Il y eut un autre silence, comme si Doakes s’attendait à ce que je fasse tout le travail, et qu’il n’avait pas réfléchi à ce qu’il devait dire.

— Un mec que j’ai connu dans l’armée. Il s’est fait capturer au Salvador, et il pense peut-être que c’était de ma faute.

Silence.

— Il est dangereux, ajouta-t-il.

— Vous voulez du renfort ?

— Pas encore. Je vais essayer de l’éviter pour l’instant.

— Message reçu, répondis-je, un peu grisé de pouvoir enfin le dire.

Nous répétâmes notre dialogue plusieurs fois afin d’augmenter les chances qu’il parvienne aux oreilles du Docteur Danco puis, aux alentours d’une heure du matin, nous décidâmes d’en rester là pour la soirée, et je pus dire « Message reçu » à chaque fois. Je pris enfin le chemin de chez moi, satisfait et euphorique. Peut-être que le lendemain j’arriverais à caser un « Affirmatif » et un « Terminé ». Enfin quelque chose de réjouissant en perspective.

Lorsque je retrouvai mon petit lit et vis dans quel désordre il était, je me rappelai que Deborah aurait dû dormir là et qu’elle était à l’hôpital. J’irais lui rendre visite le lendemain. En attendant, j’avais passé une journée mémorable mais épuisante : j’avais été poursuivi par un découpeur de membres en série avant d’atterrir dans un étang, réchappant in extremis à un accident de voiture, pour ensuite manquer me noyer ; j’avais perdu une chaussure parfaitement convenable et, pour couronner le tout, comme si ce n’était pas assez, j’avais été contraint de faire ami-ami avec le sergent Doakes. Pas étonnant que je sois si fatigué. Pauvre Dexter Défait. Je m’écroulai dans mon lit et m’endormis aussitôt.

* * *

Très tôt le lendemain matin, Doakes vint garer sa voiture à côté de la mienne sur le parking de Metro-Dade. Il en descendit, tenant à la main un sac de gym en nylon qu’il posa sur le capot de ma voiture.

— Vous m’apportez votre linge sale ? lui demandai-je poliment. Une fois de plus ma bonne humeur et mon ton enjoué le laissèrent de marbre.
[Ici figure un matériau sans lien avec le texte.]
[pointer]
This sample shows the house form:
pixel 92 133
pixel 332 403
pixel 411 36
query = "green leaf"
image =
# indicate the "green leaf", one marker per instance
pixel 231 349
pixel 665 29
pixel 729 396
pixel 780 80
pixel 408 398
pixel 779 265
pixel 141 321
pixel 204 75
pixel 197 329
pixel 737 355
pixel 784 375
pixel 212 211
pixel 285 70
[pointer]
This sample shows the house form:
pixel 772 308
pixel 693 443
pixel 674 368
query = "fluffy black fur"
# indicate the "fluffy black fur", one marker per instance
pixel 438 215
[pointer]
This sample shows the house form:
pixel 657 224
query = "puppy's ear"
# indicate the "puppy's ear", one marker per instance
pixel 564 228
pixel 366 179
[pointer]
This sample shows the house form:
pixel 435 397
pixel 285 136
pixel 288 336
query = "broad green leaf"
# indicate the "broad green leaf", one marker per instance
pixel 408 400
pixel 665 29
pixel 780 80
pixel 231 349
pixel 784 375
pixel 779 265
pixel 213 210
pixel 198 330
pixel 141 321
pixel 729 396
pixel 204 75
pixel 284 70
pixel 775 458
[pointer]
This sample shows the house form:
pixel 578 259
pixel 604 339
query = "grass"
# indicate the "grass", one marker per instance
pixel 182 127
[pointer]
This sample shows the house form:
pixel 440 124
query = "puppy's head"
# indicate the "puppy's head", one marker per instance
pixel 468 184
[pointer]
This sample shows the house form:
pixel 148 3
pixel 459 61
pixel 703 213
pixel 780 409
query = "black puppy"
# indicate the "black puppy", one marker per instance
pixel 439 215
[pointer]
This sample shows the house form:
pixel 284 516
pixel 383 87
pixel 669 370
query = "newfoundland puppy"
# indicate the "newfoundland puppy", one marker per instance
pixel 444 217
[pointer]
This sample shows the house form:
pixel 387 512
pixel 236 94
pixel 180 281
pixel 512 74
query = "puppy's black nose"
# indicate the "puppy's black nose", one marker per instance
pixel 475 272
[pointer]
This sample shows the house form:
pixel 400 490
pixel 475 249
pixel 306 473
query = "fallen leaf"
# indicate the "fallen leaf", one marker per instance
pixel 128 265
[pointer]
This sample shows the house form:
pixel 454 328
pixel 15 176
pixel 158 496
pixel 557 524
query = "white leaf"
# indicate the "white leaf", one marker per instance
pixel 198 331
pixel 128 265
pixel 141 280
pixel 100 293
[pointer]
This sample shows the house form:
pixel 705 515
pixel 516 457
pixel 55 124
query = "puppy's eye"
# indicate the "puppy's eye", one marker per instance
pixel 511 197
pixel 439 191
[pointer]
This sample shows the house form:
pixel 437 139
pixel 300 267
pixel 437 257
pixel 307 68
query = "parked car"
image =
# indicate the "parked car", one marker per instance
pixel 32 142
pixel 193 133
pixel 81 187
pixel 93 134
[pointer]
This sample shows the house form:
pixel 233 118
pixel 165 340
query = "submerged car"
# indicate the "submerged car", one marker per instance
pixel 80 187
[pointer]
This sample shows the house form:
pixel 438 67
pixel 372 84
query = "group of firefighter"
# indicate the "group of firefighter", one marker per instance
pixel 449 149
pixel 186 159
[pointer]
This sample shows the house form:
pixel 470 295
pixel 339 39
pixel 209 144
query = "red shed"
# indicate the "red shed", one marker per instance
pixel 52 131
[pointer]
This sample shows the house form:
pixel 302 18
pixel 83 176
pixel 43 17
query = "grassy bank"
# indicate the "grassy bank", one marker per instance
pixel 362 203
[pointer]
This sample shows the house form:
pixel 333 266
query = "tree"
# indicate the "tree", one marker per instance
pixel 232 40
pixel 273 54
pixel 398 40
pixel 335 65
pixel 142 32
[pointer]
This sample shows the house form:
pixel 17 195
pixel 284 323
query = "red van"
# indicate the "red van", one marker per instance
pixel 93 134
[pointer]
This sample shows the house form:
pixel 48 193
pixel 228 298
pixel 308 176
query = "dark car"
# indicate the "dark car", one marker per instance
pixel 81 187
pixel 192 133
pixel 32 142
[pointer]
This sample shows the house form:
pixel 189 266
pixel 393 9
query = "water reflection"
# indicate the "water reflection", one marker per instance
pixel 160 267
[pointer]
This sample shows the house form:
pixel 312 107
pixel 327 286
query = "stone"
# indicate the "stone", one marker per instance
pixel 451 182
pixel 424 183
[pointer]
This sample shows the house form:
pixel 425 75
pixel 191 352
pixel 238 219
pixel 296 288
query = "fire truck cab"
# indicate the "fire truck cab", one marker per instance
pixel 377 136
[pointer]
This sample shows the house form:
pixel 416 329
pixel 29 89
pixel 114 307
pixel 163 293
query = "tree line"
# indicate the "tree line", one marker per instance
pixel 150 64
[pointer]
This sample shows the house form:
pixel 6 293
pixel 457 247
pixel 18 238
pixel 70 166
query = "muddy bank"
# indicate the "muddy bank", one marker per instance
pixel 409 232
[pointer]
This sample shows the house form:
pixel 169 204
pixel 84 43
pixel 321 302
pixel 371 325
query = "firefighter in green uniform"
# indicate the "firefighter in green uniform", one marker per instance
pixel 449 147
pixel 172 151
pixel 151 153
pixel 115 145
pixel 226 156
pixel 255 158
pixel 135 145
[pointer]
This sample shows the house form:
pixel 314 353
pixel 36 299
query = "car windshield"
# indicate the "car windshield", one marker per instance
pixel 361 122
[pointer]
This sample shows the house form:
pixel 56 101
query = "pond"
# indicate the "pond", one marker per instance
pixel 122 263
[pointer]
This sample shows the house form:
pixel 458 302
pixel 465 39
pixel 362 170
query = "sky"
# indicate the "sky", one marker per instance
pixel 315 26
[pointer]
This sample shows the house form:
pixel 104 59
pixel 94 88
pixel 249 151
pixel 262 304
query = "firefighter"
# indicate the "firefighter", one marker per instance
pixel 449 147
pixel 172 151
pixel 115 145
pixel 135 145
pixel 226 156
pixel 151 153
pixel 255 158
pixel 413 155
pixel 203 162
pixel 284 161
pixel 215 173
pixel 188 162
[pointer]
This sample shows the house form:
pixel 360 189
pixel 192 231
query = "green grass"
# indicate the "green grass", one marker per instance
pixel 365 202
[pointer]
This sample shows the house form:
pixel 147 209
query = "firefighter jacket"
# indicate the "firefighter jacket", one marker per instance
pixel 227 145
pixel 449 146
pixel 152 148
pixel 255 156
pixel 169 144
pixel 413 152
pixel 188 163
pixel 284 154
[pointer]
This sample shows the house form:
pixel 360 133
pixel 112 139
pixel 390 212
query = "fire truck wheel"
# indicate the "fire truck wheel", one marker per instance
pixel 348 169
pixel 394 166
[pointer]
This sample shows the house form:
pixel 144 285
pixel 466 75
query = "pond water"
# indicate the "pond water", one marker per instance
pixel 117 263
— Si notre plan fonctionne, soit il me coince, soit c’est moi qui le coince, décréta-t-il.

Il ouvrit la fermeture Éclair du sac.

— Si je l’attrape, c’est fini. Si c’est lui…

Il sortit un récepteur GPS et l’installa sur le capot.

— S’il me choppe, c’est vous qui me couvrez.

Il me montra quelques dents luisantes.

— Imaginez comme ça me rassure.

Il sortit également un téléphone portable et le posa à côté du GPS.

— Voilà nos armes.

Je regardai les deux petits objets sur le toit de ma voiture. Ils ne m’avaient pas l’air franchement menaçants, mais peut-être que je pourrais en lancer un puis frapper quelqu’un sur la tête avec l’autre.

— Pas de bazooka ? demandai-je.

— Pas besoin. Juste ça, répondit-il. Il plongea de nouveau la main dans son sac. Et ça, ajouta-t-il, en me montrant un petit carnet, ouvert à la première page. Elle semblait contenir une série de chiffres et de lettres, et un stylo-bille était coincé dans la spirale.

— La plume est plus puissante que l’épée, remarquai-je.

— Dans ce cas oui, répondit-il. Sur la ligne d’en haut, il y a un numéro de téléphone. En dessous un code d’accès.

— Pour accéder à quoi ?

— Vous n’avez pas besoin de savoir, dit-il. Vous appelez juste, vous tapez le code et dictez le numéro de mon portable. On vous donnera la position GPS de mon téléphone. Vous venez me chercher.

— Ça a l’air simple, constatai-je, me demandant si ça l’était réellement.

— Même pour vous, répliqua-t-il.

— Qui est-ce que j’aurai en ligne ? demandai-je. Doakes secoua la tête.

— Quelqu’un a un service à me rendre, répondit-il, avant d’extraire de son sac une radio de police portative. Et maintenant la partie la plus facile. Il me tendit l’appareil puis retourna à sa voiture.